Content Tool Keywee Promises Unprecedented Audience Targeting
The notion that the absolute best content will always get noticed without needing any promotion is slowly fading away. While valuable content will always beat out content of low quality, the sheer amount of content being published every day gives even the best pieces little chance of getting noticed on their own.
As a result, paid strategies such as Facebook post boosting and content discovery platforms have gained popularity by promising to get your content in front of the right people. Now, a new content tool known as Keywee promises to do it better.
Keywee Uses Big Data To Reach The Best Audience
Keywee’s services fall somewhere between cutting-edge internet advertising technology and content discovery platforms such as Taboola and Outbrain. Those tools allow brands to pay to have links to their content displayed on high-traffic sites under headings such as “Recommended For You” and “From Around the Web.” While tools such as Taboola do indeed have targeting capabilities that promise to get your content in front of audiences who are most likely to click-through to your site, Keywee takes the idea a step father by widening the scope of potential publishers.
For starters, Keywee will scan your content using natural language processing to gain an understanding of what your content is about. At the same time, it analyzes data from user profiles to determine readers who are most likely to engage with your content. Then, it automatically creates paid posts for a variety of platforms such as Facebook, Yahoo and Reddit to present your content to people they’ve determined are most likely to click it. Keywee also creates many different versions of each post to optimize targeting and hone in on the best ways to reach your desired audience.
Why Is This Important Now?
With all the new content marketing technology being produced, why is Keywee getting so much attention? Well, this week it was reported that Keywee raised $9.1 million in it’s first round of funding with notable backers such as Google chairman Eric Schmidt. It already calls the New York Times both an investor and a client, promising to get more clicks for the Times through Facebook.
The bottom line, of course, is whether or not Keywee will be useful to marketers and, ultimately, to users who click on the recommended content.

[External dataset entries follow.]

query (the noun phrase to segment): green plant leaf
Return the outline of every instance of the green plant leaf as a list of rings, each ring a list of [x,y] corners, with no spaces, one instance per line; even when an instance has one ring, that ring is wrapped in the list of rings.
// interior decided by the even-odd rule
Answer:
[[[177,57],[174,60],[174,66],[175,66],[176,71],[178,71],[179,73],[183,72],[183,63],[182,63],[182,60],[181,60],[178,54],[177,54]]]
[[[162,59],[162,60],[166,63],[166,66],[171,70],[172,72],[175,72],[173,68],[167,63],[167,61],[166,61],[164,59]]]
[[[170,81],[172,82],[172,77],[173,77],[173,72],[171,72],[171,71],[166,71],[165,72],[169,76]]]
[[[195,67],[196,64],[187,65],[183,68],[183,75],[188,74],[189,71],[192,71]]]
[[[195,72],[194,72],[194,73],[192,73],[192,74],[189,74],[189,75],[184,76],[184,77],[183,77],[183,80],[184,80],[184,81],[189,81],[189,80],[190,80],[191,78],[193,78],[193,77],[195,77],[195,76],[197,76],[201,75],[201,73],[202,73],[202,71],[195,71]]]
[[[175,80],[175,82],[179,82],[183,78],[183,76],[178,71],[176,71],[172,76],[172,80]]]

It seems as though Keywee could be an improvement upon services like Taboola and Outbrain due to its use of data to target and its variety of publishing platforms (it plans to add Twitter, LinkedIn and more this year). With the amount of content on the internet reaching insane levels in the next few years, marketers will definitely appreciate technology that helps get content in front of people who may never see it otherwise. At the same time, users are getting more and more wary of sponsored content and native advertising, so it’s anybody’s guess as to how long strategies like this will remain effective (or affordable).
What do you think? Is technology like Keywee the next big thing in content marketing? Or do platforms like this still have too much of a clickbait problem to be useful for readers?